Barbara Langhorst ist als Klinikseelsorgerin in Bad Rothenfelde tätig und kann sich gut vorstellen, eine Trauerfeier für jemanden zu gestalten, den sie während seiner Krankheit begleitet hat. Für die Angehörigen sei es schön, wenn eine ihnen vertraute Person die Beerdigung leite. „Was die Leute brauchen, ist Zuwendung und Zeit“, sagt Langhorst. Mit der Beauftragung für den Beerdigungsdienst könne sie nun auch die Trauerfeier leiten. Die Toten zu bestatten, sei keine originär priesterliche Aufgabe, „es ist die Aufgabe der Gemeinde“, sagt Langhorst.
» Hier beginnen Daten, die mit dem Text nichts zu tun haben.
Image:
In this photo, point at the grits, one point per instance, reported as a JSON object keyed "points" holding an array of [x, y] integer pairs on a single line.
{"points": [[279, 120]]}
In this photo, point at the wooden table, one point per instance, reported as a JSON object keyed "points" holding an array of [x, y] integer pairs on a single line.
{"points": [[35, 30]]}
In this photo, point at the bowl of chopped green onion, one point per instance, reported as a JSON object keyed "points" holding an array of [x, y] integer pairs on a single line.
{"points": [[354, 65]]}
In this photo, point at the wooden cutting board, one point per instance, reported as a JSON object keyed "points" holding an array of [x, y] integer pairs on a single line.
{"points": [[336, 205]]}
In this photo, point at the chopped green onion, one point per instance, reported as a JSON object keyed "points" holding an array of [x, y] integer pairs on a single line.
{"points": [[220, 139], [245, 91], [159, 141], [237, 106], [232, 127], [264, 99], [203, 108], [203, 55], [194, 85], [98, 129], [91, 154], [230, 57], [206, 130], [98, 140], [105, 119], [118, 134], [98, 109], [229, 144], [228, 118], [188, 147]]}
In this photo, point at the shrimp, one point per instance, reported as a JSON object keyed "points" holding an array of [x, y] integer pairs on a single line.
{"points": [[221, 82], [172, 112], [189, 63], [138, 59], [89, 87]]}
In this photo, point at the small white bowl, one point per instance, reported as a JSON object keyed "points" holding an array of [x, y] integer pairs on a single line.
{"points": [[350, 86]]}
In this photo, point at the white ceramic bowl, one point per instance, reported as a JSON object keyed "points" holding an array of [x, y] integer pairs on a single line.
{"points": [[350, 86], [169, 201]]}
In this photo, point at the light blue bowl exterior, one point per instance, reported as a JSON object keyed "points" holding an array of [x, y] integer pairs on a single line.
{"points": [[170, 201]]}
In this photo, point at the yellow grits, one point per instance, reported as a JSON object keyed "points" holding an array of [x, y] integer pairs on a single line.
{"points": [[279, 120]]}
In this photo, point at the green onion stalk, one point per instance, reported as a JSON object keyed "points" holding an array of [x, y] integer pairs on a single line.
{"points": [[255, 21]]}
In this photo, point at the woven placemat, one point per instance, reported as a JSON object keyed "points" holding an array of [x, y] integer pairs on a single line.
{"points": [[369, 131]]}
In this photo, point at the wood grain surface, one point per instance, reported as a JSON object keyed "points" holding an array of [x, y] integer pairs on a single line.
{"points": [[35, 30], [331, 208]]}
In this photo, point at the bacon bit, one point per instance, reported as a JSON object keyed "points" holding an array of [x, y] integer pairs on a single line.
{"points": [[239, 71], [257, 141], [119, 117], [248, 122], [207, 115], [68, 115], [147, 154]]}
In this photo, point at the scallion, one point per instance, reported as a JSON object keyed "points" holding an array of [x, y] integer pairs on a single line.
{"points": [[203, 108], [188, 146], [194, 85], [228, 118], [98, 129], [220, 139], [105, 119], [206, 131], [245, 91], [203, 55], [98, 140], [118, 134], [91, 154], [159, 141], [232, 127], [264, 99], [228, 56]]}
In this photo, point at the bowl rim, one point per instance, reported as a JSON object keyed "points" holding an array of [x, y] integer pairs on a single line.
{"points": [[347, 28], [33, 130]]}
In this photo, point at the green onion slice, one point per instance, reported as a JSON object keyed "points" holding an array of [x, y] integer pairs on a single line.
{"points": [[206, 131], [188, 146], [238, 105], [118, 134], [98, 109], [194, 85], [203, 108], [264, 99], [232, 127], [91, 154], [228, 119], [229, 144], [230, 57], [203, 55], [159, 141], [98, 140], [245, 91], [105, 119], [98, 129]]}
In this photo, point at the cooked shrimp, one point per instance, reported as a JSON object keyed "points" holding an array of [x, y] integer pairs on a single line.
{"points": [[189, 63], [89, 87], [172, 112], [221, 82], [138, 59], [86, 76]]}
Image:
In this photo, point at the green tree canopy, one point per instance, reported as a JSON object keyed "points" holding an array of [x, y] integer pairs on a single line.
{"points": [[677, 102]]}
Dechant Michael Wehrmeyer, Pfarrer in Melle, sieht eine große Chance darin, dass elf hauptamtliche Mitarbeiter die Beauftragung für den Beerdigungsdienst erhalten. Es sei sehr sinnvoll, wenn Klinikseelsorgerinnen, die Sterbende begleiten, und Gemeindereferentinnen, die die Krankenkommunion bringen, Trauerfeiern leiten – denn oft seien sie es, die die Menschen gut gekannt und in ihren letzten Stunden begleitet hätten. In solchen Fällen sollten sie auch die Beerdigung übernehmen, wenn die Angehörigen dies wünschten.
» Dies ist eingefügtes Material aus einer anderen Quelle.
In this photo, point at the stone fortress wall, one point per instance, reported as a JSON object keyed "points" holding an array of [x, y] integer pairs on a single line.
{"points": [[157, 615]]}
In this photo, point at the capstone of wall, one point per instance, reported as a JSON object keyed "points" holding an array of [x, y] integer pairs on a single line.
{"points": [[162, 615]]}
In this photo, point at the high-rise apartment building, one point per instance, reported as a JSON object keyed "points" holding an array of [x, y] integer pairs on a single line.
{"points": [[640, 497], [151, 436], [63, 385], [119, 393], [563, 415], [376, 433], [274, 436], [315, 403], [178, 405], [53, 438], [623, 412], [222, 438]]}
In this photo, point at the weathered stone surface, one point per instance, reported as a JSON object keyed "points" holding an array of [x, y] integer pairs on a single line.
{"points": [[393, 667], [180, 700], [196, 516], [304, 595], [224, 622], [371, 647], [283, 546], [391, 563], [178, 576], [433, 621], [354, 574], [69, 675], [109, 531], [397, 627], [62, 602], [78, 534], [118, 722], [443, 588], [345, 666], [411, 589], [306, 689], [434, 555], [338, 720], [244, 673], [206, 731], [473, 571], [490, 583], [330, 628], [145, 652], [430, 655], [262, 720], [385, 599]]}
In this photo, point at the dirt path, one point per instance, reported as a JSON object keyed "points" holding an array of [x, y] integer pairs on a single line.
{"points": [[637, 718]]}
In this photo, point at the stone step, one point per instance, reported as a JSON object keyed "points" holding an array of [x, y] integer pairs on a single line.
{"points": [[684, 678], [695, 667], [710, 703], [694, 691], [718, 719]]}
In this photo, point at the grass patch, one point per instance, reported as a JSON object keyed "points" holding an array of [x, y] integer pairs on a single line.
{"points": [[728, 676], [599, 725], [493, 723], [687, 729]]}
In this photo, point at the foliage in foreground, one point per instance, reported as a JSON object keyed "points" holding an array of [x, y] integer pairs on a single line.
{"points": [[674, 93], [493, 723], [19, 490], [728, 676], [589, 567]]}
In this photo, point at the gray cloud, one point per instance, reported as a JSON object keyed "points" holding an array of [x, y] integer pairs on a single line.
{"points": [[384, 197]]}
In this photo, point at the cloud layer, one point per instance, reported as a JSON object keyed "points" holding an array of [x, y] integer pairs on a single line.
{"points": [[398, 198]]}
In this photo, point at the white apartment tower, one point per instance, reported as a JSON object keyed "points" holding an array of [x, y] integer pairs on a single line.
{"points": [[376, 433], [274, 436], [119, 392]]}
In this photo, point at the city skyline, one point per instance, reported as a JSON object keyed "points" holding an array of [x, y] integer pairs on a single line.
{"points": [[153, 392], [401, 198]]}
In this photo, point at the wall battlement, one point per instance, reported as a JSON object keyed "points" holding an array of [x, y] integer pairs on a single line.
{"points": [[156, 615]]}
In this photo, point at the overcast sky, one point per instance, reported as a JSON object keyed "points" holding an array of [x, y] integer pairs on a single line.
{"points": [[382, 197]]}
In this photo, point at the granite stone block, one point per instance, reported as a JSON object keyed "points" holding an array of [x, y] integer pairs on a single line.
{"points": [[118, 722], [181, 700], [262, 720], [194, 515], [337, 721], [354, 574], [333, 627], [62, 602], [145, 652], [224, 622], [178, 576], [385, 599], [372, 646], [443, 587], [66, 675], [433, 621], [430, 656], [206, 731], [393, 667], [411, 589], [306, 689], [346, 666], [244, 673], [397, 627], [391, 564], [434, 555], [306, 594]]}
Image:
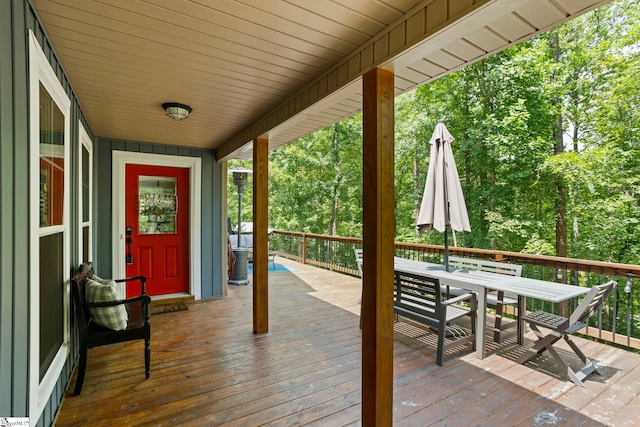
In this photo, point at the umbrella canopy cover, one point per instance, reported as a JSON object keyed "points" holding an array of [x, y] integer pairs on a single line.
{"points": [[442, 188]]}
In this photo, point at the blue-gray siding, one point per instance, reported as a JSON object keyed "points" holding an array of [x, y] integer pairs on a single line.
{"points": [[16, 18]]}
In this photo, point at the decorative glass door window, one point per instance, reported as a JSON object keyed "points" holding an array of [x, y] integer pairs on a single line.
{"points": [[157, 205]]}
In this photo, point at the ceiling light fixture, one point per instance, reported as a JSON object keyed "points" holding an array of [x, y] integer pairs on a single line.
{"points": [[176, 111]]}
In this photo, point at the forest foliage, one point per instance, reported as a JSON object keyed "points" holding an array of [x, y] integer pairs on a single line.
{"points": [[546, 146]]}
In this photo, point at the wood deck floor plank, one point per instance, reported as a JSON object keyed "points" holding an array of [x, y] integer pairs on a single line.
{"points": [[208, 368]]}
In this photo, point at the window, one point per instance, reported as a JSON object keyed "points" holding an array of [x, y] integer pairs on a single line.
{"points": [[49, 228]]}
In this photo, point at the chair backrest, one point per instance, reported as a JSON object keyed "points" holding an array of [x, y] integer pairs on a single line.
{"points": [[591, 302], [418, 294], [78, 295], [358, 253], [483, 265]]}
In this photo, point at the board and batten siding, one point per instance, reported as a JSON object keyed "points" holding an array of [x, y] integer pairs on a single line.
{"points": [[211, 201], [16, 18]]}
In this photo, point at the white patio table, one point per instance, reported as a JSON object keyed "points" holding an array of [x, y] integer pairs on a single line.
{"points": [[482, 282]]}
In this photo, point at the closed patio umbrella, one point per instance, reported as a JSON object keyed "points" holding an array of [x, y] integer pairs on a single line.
{"points": [[443, 205]]}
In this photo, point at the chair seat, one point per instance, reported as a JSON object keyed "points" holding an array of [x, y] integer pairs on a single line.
{"points": [[544, 319]]}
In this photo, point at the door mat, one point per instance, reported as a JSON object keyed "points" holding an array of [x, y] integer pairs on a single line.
{"points": [[169, 305]]}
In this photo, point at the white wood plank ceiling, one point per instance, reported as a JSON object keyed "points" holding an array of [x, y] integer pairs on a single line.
{"points": [[268, 68]]}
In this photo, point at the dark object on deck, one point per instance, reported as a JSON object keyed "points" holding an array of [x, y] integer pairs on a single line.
{"points": [[93, 335], [421, 299], [241, 267]]}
Pfarrer Wehrmeyer hat in der Pastoralkonferenz im Dekanat Osnabrück-Süd als Leiter der „Arbeitsgemeinschaft Trauer“ an den Thesen zu einer „notwendigen Veränderung in der Trauerpastoral“ maßgeblich mitgearbeitet. In dem Papier kommen die Verfasser zu dem Schluss, dass die katholische Kirche auf die geänderte Bestattungskultur reagieren muss. Viele Verstorbene seien kirchenfern; getrauert werde nicht mehr öffentlich, sondern privat; Traditionen wie nachbarschaftliche Trauerhilfe fehlten. Die Erwartungshaltung an die Kirche sei groß, Trauerbegleitung nehme einen großen Stellenwert ein. Es sei wichtig, dass in einer gelungenen, individuell gestalteten  Trauerfeier die christliche Auferstehungsbotschaft als echte Hilfe empfunden werde.